望潮亭通信

無常なる世界を見るは楽しかり

名もない白い花

 道端に「名もない白い花が咲いていた」などの表現を見聞きすることは珍しくない。ありふれた表現で、昔からエッセイなどではよく見かけ、現在でも放送メディアの風景描写リポートなどで聞くことがある。花など植物に関する知識は乏しいが、きれいな花を見かけて心を動かされた人が小さな感動を伝える言葉として使われてきたようだ。

 この「名もない白い花が咲いていた」などの表現は正しくない表現だ。正しくないのは「名もない」という部分。日本を含め世界中で植物学者たちは、各地を歩き回って植物を採集し、細かく観測して分類・系統化した。その時には名前がつけられる。だから、「名もない」花があったとすれば、それは新種だということになる。

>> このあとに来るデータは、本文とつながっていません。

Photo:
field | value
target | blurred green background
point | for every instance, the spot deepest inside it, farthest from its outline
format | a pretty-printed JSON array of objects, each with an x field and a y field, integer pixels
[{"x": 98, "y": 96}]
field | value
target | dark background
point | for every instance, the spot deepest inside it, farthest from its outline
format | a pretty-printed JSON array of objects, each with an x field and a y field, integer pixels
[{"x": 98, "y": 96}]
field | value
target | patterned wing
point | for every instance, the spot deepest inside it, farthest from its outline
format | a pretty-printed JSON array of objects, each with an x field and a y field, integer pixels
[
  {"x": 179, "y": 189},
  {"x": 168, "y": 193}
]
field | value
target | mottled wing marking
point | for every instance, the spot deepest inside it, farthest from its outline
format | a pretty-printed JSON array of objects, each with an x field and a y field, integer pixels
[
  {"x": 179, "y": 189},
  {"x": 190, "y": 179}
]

もちろん世界には未発見の新種の花はあるだろうが、人々の日常空間にはまず存在しないだろう。

 「名もない白い花が咲いていた」式の表現は正しい表現でないが、受け入れられてきた。人々は日常の空間では言葉の厳密さに固執せず、むしろ「名もない白い花が咲いていた」などの表現で、その人が感じた小さな感動が伝わるのだから、重宝してきた。白い花が何かとの認識を共有するには「名もない」は不適切だが、花に心が動いたとの情緒を共有するには問題はない表現だった。

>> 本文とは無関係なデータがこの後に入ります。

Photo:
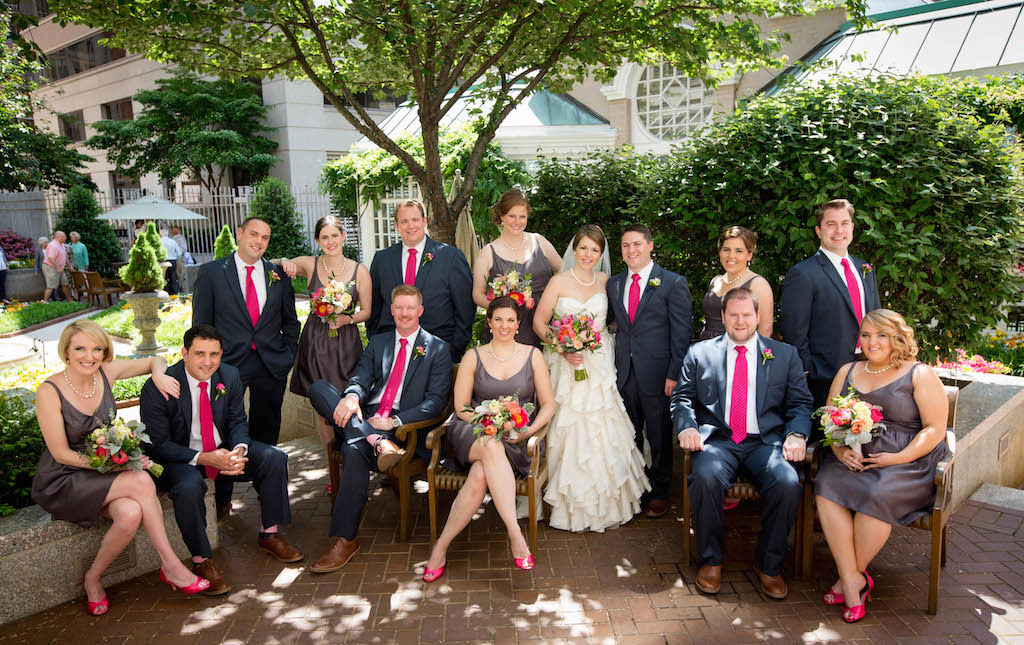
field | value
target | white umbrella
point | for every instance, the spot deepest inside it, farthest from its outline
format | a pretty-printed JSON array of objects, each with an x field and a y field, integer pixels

 表現は正しくあるべきだろうが、情緒を伝えることも表現の重要な役割だ。とはいえ「名もない白い花が咲いていた」式の表現が多すぎる社会は、情緒的な人が多い社会と見なされよう。情緒を伝えつつ、正しさも備えている表現が求められる社会が理想だろうが、言語表現は人々の意識と関わるので、簡単には変わらない。

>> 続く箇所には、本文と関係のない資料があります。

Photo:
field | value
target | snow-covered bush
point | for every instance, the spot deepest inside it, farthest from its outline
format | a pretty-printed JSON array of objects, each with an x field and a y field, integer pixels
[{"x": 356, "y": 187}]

 「白い花が咲いていた」だけでも情緒を伝えることはできるだろうに、なぜ「名もない」と付け加えるのか。花を個別の花として認識したなら、それぞれに名があることを意識するだろうが、白い花が花一般を表しているとすれば個別の名は必要ないと判断することはあり得る。つまり、見た人は花の美しさに心を動かされたが、個別の品種として認識したのではなく、花一般としか見ていない。

 「花の美しさというものはない。美しい花がある」とは誰かの名言だが、個別の花を認識せず、花の美しさを感じる人がいるから、「名もない〜」式の表現が存在した。そういう人には、白でも赤でも黄色でも花は花であり、大輪でも小粒でも花は花でしかなく、しかし、花を見て心が動き美を感じている。そういう人には「名もない」との言葉に実感があるのだろう。

 対象が花だから「名もない」式の表現は許容される。もし人間に対して「名もない人が歩いていた」などと表現すると、批判されるだろう。人は固有名詞で呼ばれるべきで、普通名詞で扱われるのは統計などに限られる。「名もない」との表現は対象に対する関心度合いを示す言葉であり、対象を観察して分類するという科学的態度が欠如していることも示す。